J.T.’s family lost the original case that would have kept him in his neighborhood school, but his mother recently filed an appeal in the New Jersey State Supreme Court. The case started when the child was in kindergarten, and he is now in fifth grade. I was hoping for a bit faster results for my daughter, but at the rate things were going, there was no guarantee.

Before you move

Diane Provo, child development behavior specialist and private consultant, points out that you need to look at things like accommodations and modifications before considering a drastic move like a change of schools.

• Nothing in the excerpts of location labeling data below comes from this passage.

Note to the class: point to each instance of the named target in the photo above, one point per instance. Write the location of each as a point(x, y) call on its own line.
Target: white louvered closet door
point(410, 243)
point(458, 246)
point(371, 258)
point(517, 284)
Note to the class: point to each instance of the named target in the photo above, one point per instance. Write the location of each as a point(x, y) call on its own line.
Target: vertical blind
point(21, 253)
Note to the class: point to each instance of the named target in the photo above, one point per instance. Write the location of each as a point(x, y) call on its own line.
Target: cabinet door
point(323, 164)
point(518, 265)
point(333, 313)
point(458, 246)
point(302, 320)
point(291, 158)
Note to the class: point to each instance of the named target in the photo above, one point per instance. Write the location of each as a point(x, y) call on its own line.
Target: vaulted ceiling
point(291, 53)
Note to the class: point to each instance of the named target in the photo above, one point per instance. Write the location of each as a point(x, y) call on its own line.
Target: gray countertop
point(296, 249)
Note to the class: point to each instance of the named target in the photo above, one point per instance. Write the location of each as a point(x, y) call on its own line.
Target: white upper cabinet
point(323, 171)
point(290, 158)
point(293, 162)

She says that strategies can include, “Directions repeated in multiple ways, checking for understanding, preferential seating, a buddy in class, use of technology. All of that needs to be applied before there is a consideration of changing where a child goes to school.”

One special ed teacher who asked not to be named told me that it’s easier for a general ed teacher to manage a class full of students working at similar levels than one with students who need extra support, even if this cannot legally be taken into consideration with a child’s placement. She advises parents to remember that, “You have rights and your child has rights. Getting the right academic support is something you need to fight for. If you don’t feel good about a proposed change in your child’s (plan), don’t sign it.”

She’s right. But pushing back takes energy. And conviction. My maternal instincts — about inclusion, and centralized classrooms, and about my daughter’s general well-being — all proved to be in line with her individual needs and the latest research on what’s best for children with disabilities. But it was only after I had armed myself with enough knowledge and research that I felt I had the power to really stand up for what she needed. “Parents should be reminded that they are really experts on their children, and can be even better experts if they arm themselves with the law and the facts,” says Lowenkron.

By the end of that school year, the other families I had talked to on the playground that November afternoon had one by one moved their kids to the self-contained learning center classroom in the other school, with mixed results. For my part, it seemed that the school had finally stopped pushing and was busy turning their efforts toward supporting my daughter in the general education classroom, in our neighborhood school, where she belonged. Or they had almost stopped pushing — except for that one final phone message from the school secretary just before the start of the fourth grade year, the one asking me to please sign and return the necessary paperwork that would allow my daughter to change schools before the start of the school year. The secretary had been informed that we were considering a move.

When I didn’t return the call, they soon hired a wonderful new resource teacher to serve those children who need it, and mostly in the least restrictive way — by “pushing into” their classroom. That’s special ed speak for the teacher bringing materials and providing instruction and support in the student’s regular classroom. I’m hoping that will be the only kind of pushing we will see from the school for a long time.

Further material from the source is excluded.